We all know that timing the market is pretty well impossible, but you can watch certain economic indicators to get clues as to what is happening in the economy.  This in turn helps us make smarter investment decisions.

A (Very) Brief Economy Lesson

The economy moves in cycles.  If I drew a diagram it would look like a roller coaster with troughs at the bottom and peaks at the top of each loop.  Like a roller coaster there can be gradual changes, or steep climbs and stomach-churning drops.  Going from trough to peak is called expansion and from peak to trough is a contraction.

Key Economic Indicators

How do you know where we are in the economic (or business) cycle?  There are entire courses and books on economics (and most economists never agree with each other), but there are some clues that are readily available to the general public in the economic section of any major newspaper or financial website.  These are called indicators.  There are three main types of economic indicators:

  • Lagging indicators change after the economy has already begun to follow a particular cycle.
  • Leading indicators show what is going to potentially happen in the future.
  • Coincident indicators show what is happening in the economy right now.

Some Indicators You Should Watch

  1. Unemployment figures are lagging indicators so they might confirm that the cycle is in fact rising or falling.  Track reports that give the number of people on the unemployment rolls.
  2. Consumer confidence is a leading indicator as it refers to how consumers feel about the future of the economy.  If consumer confidence is high, they are much more likely to spend which translates into higher profits for companies which can lead to higher stock prices.  Of course, if confidence is low it means consumers are going to be saving their money instead of spending it.
  3. Retail sales is a coincident indicator, which gives clues as to how the consumer is actually behaving.  The first industry to recover after a contraction if frequently retail.  Then the demand for goods pushes businesses to produce more products, which often leads to a spike in manufacturing and materials.
  4. Real estate and new housing starts figures are a leading indicator of economic activity.  Individuals will make big-ticket purchases when they feel their jobs are secure and that they will be able to keep up with their mortgage payments.
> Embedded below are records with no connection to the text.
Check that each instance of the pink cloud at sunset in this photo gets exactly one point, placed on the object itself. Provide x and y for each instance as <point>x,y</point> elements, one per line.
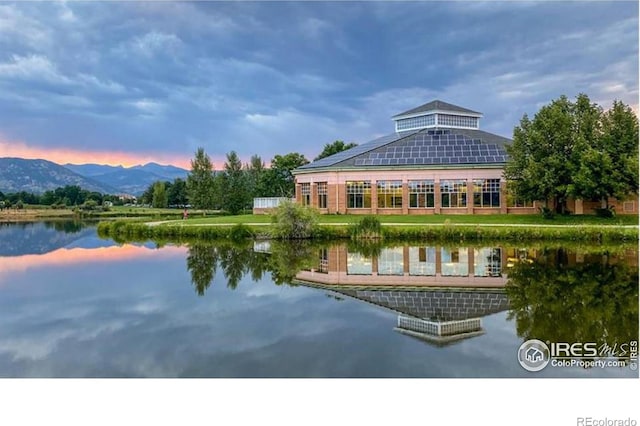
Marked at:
<point>74,156</point>
<point>63,256</point>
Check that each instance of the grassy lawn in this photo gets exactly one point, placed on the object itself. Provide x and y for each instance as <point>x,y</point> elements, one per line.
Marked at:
<point>430,219</point>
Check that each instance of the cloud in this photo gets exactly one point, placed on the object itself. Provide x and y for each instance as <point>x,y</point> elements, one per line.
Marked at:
<point>168,77</point>
<point>32,67</point>
<point>10,148</point>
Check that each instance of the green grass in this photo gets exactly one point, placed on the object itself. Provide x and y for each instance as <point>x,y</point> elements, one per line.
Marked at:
<point>511,219</point>
<point>124,230</point>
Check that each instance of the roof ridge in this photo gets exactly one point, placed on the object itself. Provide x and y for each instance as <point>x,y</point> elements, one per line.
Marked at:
<point>435,105</point>
<point>409,134</point>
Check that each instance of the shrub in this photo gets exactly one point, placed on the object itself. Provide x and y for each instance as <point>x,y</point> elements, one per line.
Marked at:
<point>292,221</point>
<point>89,205</point>
<point>546,212</point>
<point>607,212</point>
<point>240,232</point>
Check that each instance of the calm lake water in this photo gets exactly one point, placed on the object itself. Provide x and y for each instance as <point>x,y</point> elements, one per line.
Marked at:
<point>75,305</point>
There are many other indicators you can track including manufacturing and industrial trends, and inflation.  It’s important to monitor a number of different indicators before you change investment strategies to see if they signal the same thing.

Don’t worry about being too precise with the timing.  Each phase will last some time and you’ll have ample opportunity to read the signs and take appropriate measures.

With the current global economic crisis there is a lot of talk about a coming recession to equal that in 2008.  However, recent data on consumer confidence, retail spending and employment figures are trending upwards.

Do we look for good opportunities to buy, or keep our money in a savings account while we wait and see what happens next?  What do you think?